Robust Anti-Backdoor Instruction Tuning in LVLMs
Yuan Xun, Siyuan Liang, Xiaojun Jia, Xinwei Liu, Xiaochun Cao

TL;DR
This paper proposes a lightweight, certified-agnostic defense framework called Robust Instruction Tuning that finetunes only adapter modules and text embeddings in LVLMs, effectively mitigating backdoor attacks without modifying core weights or requiring attack priors.
Contribution
The paper introduces a novel defense method that employs input diversity and anomalous activation regularizations to prevent LVLMs from overfitting to backdoor triggers during adapter-level tuning.
Findings
Reduces attack success rate to nearly zero across seven attack types.
Increases training cost by less than 15%.
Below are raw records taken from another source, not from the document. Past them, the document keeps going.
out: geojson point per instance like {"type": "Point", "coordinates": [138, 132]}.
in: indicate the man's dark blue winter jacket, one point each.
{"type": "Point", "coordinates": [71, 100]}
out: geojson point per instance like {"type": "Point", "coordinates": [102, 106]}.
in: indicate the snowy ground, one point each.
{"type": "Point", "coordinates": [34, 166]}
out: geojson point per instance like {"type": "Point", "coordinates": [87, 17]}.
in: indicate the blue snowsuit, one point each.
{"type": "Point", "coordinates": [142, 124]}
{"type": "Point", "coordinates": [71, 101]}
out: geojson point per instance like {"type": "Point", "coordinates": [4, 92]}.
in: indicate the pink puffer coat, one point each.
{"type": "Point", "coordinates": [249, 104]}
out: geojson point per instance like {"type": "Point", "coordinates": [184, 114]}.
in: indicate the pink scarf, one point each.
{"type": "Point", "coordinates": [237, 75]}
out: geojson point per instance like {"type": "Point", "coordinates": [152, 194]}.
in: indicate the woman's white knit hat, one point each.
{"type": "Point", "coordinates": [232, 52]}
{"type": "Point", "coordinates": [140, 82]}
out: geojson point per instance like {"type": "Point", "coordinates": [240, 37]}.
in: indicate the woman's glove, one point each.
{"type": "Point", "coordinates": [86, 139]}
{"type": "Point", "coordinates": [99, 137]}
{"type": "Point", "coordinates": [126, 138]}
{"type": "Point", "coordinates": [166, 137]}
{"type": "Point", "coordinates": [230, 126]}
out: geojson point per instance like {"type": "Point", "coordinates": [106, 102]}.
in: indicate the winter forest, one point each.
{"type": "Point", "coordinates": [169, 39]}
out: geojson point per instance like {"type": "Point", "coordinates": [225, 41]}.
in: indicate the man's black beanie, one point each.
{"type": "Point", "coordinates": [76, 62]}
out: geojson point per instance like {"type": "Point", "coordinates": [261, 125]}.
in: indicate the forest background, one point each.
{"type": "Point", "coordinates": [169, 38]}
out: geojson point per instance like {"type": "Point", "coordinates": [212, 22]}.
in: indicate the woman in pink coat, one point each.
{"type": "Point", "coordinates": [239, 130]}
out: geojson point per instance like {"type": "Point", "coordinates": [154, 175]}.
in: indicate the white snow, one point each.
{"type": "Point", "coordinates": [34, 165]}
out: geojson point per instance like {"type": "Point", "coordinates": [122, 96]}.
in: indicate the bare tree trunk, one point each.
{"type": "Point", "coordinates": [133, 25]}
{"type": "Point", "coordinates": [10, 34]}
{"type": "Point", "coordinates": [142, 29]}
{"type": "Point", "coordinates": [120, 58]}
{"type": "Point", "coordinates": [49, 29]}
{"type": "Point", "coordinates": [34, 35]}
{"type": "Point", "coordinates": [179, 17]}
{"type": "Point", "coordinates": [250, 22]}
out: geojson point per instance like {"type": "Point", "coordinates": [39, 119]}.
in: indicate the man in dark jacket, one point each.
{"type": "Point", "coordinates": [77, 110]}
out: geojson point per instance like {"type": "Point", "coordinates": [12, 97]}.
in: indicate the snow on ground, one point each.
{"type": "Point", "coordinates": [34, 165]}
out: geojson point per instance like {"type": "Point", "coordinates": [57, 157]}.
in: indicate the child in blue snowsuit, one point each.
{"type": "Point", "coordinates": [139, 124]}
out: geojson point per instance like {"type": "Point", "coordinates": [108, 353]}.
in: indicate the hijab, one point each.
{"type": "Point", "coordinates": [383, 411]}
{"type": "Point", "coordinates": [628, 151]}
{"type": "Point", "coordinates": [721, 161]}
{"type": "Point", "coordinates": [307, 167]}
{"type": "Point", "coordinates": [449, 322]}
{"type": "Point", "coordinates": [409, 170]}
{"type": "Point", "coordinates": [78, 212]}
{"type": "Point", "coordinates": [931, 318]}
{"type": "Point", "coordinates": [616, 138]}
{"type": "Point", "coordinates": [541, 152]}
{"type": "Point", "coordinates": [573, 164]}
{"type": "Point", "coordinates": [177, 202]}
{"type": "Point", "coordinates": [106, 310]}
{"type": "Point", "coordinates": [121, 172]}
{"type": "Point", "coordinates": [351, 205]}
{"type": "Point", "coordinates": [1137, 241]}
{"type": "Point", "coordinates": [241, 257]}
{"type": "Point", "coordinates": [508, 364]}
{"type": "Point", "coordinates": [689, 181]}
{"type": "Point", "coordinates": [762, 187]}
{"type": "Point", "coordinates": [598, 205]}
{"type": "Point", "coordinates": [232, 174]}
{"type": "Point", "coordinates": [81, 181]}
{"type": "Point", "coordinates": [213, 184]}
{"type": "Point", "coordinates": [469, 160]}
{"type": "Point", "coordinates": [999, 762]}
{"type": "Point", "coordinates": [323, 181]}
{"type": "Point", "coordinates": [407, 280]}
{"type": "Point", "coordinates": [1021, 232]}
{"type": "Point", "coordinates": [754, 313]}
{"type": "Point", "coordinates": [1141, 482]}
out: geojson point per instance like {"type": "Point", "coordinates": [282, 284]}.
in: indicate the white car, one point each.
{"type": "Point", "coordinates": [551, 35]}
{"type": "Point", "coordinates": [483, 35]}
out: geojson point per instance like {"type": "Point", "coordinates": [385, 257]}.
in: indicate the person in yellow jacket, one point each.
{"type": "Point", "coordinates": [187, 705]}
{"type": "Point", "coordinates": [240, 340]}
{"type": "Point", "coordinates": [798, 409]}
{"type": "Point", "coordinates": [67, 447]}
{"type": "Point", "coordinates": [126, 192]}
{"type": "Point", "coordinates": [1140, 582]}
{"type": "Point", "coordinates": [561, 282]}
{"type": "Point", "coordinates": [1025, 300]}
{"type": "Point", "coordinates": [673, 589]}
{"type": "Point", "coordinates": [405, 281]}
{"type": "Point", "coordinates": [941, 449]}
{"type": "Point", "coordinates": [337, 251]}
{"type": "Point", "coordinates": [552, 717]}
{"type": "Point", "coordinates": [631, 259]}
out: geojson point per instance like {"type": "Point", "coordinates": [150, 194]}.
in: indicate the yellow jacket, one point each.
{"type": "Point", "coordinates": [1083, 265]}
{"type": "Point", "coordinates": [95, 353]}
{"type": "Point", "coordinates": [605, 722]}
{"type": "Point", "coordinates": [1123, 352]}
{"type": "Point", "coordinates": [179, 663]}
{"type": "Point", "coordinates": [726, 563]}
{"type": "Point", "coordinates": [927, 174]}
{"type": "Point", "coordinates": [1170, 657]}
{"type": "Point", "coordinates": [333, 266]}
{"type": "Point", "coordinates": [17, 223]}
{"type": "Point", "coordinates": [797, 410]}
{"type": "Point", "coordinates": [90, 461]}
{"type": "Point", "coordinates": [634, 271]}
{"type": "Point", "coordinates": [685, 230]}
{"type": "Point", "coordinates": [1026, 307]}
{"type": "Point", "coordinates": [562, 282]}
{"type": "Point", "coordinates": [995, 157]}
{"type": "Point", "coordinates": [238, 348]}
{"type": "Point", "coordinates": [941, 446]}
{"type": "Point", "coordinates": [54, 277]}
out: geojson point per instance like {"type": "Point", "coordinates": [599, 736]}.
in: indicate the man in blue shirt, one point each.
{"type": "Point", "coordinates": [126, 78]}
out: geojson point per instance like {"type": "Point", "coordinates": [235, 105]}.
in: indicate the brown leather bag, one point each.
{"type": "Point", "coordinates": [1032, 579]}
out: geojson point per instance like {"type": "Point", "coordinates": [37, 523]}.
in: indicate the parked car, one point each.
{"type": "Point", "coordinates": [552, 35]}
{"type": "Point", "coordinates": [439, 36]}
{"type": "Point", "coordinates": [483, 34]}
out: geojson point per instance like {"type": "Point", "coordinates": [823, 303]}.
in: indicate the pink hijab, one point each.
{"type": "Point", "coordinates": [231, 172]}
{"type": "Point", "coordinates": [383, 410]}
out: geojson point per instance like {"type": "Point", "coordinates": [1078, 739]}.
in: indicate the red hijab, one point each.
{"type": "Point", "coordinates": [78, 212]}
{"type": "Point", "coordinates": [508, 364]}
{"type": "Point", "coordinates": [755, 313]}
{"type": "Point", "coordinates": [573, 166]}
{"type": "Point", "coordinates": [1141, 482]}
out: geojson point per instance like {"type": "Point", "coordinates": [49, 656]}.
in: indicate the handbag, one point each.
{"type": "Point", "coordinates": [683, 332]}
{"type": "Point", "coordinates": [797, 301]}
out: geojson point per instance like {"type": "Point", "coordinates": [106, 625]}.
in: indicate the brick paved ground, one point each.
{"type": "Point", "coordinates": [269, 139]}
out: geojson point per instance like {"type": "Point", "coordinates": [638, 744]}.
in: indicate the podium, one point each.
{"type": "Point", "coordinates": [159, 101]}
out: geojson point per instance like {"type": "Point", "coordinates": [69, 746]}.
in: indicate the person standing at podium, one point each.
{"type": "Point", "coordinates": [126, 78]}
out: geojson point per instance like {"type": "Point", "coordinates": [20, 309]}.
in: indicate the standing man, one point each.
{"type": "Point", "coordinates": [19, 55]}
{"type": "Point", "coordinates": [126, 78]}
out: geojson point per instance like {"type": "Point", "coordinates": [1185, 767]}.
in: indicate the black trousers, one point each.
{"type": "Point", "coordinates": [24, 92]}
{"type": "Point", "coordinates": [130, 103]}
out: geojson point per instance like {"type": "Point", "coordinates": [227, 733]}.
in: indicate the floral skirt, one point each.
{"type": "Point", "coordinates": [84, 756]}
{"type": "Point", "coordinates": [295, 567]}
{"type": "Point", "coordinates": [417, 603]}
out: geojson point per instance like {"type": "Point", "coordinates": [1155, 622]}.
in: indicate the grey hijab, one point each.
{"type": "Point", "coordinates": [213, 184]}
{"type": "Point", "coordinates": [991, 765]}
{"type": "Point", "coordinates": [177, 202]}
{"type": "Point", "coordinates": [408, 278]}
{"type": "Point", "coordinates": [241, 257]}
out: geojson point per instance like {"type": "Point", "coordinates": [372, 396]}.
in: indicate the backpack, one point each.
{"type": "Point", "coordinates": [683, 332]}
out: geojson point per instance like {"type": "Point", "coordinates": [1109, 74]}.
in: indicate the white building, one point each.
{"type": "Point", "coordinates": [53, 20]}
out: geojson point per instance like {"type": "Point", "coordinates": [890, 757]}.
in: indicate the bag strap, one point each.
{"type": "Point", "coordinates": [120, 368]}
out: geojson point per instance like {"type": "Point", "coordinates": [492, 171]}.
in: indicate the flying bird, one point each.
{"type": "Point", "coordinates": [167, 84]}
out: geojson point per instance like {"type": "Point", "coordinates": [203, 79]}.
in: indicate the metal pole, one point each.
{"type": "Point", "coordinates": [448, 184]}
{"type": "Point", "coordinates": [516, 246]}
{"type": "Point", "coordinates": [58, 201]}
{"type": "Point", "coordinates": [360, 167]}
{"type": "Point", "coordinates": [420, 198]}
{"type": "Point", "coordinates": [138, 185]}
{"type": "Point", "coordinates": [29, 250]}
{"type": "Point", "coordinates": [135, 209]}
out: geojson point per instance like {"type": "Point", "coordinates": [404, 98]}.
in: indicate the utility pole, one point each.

Effective against unseen trigger patterns without prior knowledge.
Abstract
Large visual language models (LVLMs) have demonstrated excellent instruction-following capabilities, yet remain vulnerable to stealthy backdoor attacks when finetuned using contaminated data. Existing backdoor defense techniques are usually developed for single-modal visual or language models under fully parameter-adjustable settings or rely on supervisory knowledge during training. However, in real-world scenarios, defenders cannot modify frozen visual encoders or core LLM parameters, nor possess prior knowledge of unknown trigger patterns or target responses. Motivated by the empirical finding that LVLMs readily overfit to fixed, unknown triggers, which can embed malicious associations during adapter-level tuning, we aim to design a defense that operates without access to core weights or attack priors. To this end, we introduce a lightweight, certified-agnostic defense framework,…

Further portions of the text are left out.